Mr. Nut: "Just because it's human nature to make instantaneous judgements of others based solely upon their physical appearances? Well I've done the same thing to you, for example. I've taken in your all-American features, your dour demeanor, your unimaginative necktie design, and concluded that you work for the government; an FBI agent... but do you see the tragedy here? I have mistakenly deduced you to a stereotype. A caricature, instead of regarding you as a specific, unique individual."
Fox Mulder: "But I am an FBI agent."

Dana Scully: "That doesn't quite explain the potato."
Sheriff Hamilton: "I got... ah, some warts on my hand."
Fox Mulder: "That doesn't quite explain the potato."

'The Calusari'
Fox Mulder: "...You see this is a helium balloon here, and the one thing I did learned in kindergarten is when you let them go they float up, up and away. But you see this is moving away from him. Horizontally."
Dana Scully: "Did you learn about wind in kindergarten?"

'F. Emasculata'
Dana Scully: "Where are you going?"
Fox Mulder: "To see if I can get in the way."

'Soft Light' Dana Scully: "This is Agent Mulder."
Kelly Ryan: "Hi, thank you for coming. I've heard a lot about you."
Fox Mulder (to Scully): "We'll talk later."

Kelly Ryan: "Agent Scully, what are you looking at?"
Dana Scully: "Uh, the heat register."
Ryan: "You don't think anyone could have squeezed in there?"
Fox Mulder: "You never know..."

"Hey, Scully, can you spare a prophylactic?"
--Fox Mulder

Dana Scully: "Darkness covers a multitude of sins."
Fox Mulder: "Check this out. My newest tool in the fight against crime. $49.95 at your local hardware store."
Scully: "Neat trick. For your birthday I'll buy you a utility belt."

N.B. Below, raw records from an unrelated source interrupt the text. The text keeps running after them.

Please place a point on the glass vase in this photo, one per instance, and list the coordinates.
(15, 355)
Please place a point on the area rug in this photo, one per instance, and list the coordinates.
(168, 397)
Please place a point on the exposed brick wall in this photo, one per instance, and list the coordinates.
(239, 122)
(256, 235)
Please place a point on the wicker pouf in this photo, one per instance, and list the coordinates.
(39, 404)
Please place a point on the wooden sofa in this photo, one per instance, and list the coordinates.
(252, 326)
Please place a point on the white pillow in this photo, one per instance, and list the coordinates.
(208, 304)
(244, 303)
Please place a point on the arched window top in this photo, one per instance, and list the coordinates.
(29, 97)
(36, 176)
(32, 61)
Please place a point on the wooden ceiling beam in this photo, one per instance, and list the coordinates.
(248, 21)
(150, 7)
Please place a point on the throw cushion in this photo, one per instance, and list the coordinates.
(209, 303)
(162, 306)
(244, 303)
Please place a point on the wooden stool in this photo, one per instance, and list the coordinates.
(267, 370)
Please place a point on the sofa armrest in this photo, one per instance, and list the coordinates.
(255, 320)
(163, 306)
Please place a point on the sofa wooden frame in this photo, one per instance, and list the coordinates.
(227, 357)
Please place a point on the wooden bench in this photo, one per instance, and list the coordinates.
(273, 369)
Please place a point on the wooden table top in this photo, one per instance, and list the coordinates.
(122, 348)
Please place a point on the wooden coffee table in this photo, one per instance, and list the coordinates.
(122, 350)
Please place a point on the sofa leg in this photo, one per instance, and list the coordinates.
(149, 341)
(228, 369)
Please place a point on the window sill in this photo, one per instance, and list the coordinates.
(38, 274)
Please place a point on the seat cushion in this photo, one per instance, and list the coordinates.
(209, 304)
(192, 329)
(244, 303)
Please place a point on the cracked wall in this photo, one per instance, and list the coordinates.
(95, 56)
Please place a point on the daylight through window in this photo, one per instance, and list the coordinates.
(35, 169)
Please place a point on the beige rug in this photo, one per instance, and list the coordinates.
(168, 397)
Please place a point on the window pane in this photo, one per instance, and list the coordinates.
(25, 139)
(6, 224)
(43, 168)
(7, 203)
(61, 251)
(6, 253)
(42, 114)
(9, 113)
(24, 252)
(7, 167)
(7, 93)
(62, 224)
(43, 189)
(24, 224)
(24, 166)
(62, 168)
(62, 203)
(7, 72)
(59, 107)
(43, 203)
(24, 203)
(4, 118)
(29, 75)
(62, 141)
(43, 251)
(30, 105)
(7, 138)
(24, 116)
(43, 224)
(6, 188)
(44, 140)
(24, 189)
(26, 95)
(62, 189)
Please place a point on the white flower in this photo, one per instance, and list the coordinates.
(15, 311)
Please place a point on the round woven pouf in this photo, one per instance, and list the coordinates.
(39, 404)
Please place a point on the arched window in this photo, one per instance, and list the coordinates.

Dana Scully: "...Nonsensical repetitive behavior is a common trait of mental illness."
Fox Mulder: "You trying to tell me something?"

Fox Mulder: "...He believes the government is out to get him."
Mr X: "It's tax season. So do most Americans."

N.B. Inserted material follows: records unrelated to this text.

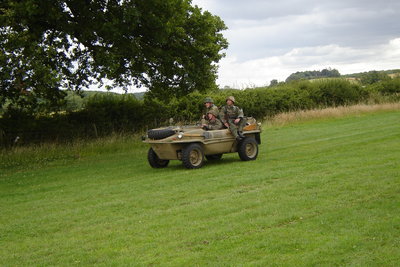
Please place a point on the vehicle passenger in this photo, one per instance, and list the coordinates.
(233, 118)
(209, 105)
(213, 122)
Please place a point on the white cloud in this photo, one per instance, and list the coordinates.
(259, 72)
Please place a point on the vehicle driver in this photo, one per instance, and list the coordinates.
(209, 105)
(233, 118)
(213, 123)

"Just because you're paranoid doesn't mean they're not out to get you, Scully."
--Fox Mulder

'Our Town'
"Feeding these chickens…helps to clear my mind. They're perfect creatures, you know. We eat their meat, take their eggs, sleep on their pillows. Not many people I know are as useful as these chickens."
--Walter Chaco

Dana Scully: "I just came up with a sick theory, Mulder."
Fox Mulder: "Oooo, I'm listening!"

Dana Scully: "All of them share one strange detail, Mulder."
Fox Mulder: "Well they seem to have lost their heads..."

'Anasazi'
"ÉÍ 'AANÍÍGÓÓ 'ÁHOOT'É"
--'The Truth is Out There' in Navajo

Langly: "Trained killers. School of the America's alumni."
Fox Mulder: "You boys been defacing library books again?"

"You shot me!"
--Fox Mulder

Albert Hosteen: "You're lucky she's a good shot."
Fox Mulder: "Or a bad one..."

"Weirdness."
--Frohike

"Listen to me you black-lunged son of a bitch, I'm gonna expose you and your project. Your time is over."
--Fox Mulder

Thinker: "I.. I don't want you to know my real name. I.. I just don't think it's that important that you know."
Fox Mulder: "Sounds like a line I used in a bar once."